We can stop phishing attacks
Phishing is one of the most common attacks faced by Users on a daily basis. Unfortunately you don't need to be phished for the attacker to get your information. Every time one of your contacts is phished, your contact information is swept up in the attack. Long story short, most of our contact information is already floating around in the darker corners of the Web.
1. Enable 2-Step Verification
Google, Dropbox, Linkedin, Microsoft, and many other companies offer and actively encourage Two Factor Authentication(2FA). 2FA stops phishing attacks in their tracks. You can set up Google's 2-Step Verification in 5 minutes. It's an extra layer of security. Most people only have one layer – their password – to protect their account. With 2-Step Verification, if a bad guy hacks through your password layer, he'll still need your phone to get into your account.
2. Install Google's Password Alert Chrome extension
The Password Alert extension helps protect against phishing attacks. If you enter your Google Account password or Google for Work password anywhere other than Google's sign-in page, you’ll receive an alert, so you can quickly change your password if needed.
Ideally the alert gives you enough time to escape before the attacker sets the hook! It's also a good way to keep yourself honest. You shouldn't be using your email address and email account password combination for other sites and services. Sensitive services deserve their own credentials.
3. Take the Google Security Checkup
The Google Security Checkup helps protect your Google Account by taking you through a review of important settings in your Google Account. It's good to do a security checkup at least twice a year.
Bonus #4. Report Phishing Sites
Did you know you can reporting a phishing site to Google? You sure can! Google responds very quickly to new phishing sites, which pop up on the servers of otherwise legitimate web sites every second.
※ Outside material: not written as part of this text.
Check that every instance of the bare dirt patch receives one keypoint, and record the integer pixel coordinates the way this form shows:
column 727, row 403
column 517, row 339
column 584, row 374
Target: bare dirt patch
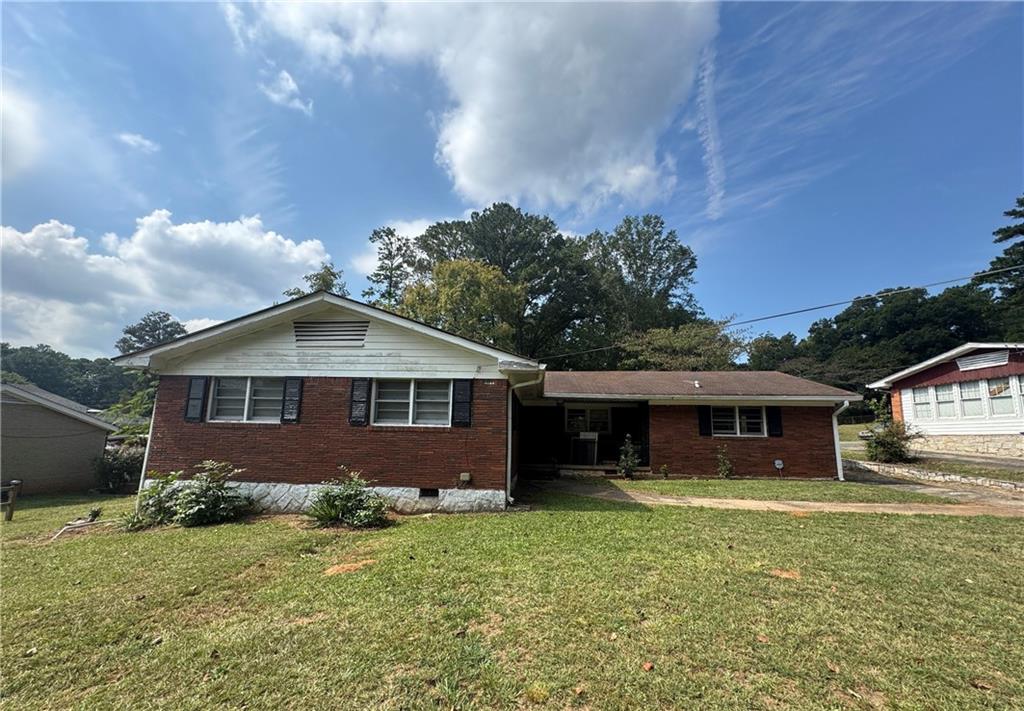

Bonus #5 for Google Apps Admins
Turn on Admin Alerts! Google continues to expand and improve Google Apps Domain alerts for Super Admins or any other Users you'd like to receive alerts.
Admittedly a stage 1 phishing attack isn't very intimidating. Your email address is probably worth fractions of a fraction of a penny on the black market. The real security threat comes in the stage 2 and 3 attacks. These are becoming much more sophisticated.
For example. I phish you at a 100 person company. Once I have access to your account, I immediately - programmatically - copy your contact list. I now have a list that likely includes the 99 other employees, easy to determine via the domain aka @yourcompany.com. I have a simple web crawler that cross references my new contact list with information freely available online. This is script kiddie hacking and I already know the hierarchy of your organization, including contact information. I know who the CEO and CFO are for example. I can make a good guess at who would handle inbound and outbound payments or W2 and 401K documents for employees and much more. Now we move on to spear phishing attacks - we select specific targets and create target-specific content. If we still have access to compromised accounts we can even intercept and redirect traffic.
What many of us don't understand about these attacks is how little effort (read:investment) is involved on the part of the bad guys. We're not talking about manual labor, we're talking about programmatic attacks. Once I have a working program, I can scale it almost limitlessly. Netflix runs its entire operation on Amazon. These bad guys have access to their own infrastructures as well, shaddy operations located far away from tech savvy jurisdictions.
People ask me all the time, "what's in it for them?" ... it's a simple answer, money. The bad guys take our money. Bad guys don't have venture capital, angel investors, and 'successful exits'. They're phishing us because it pays.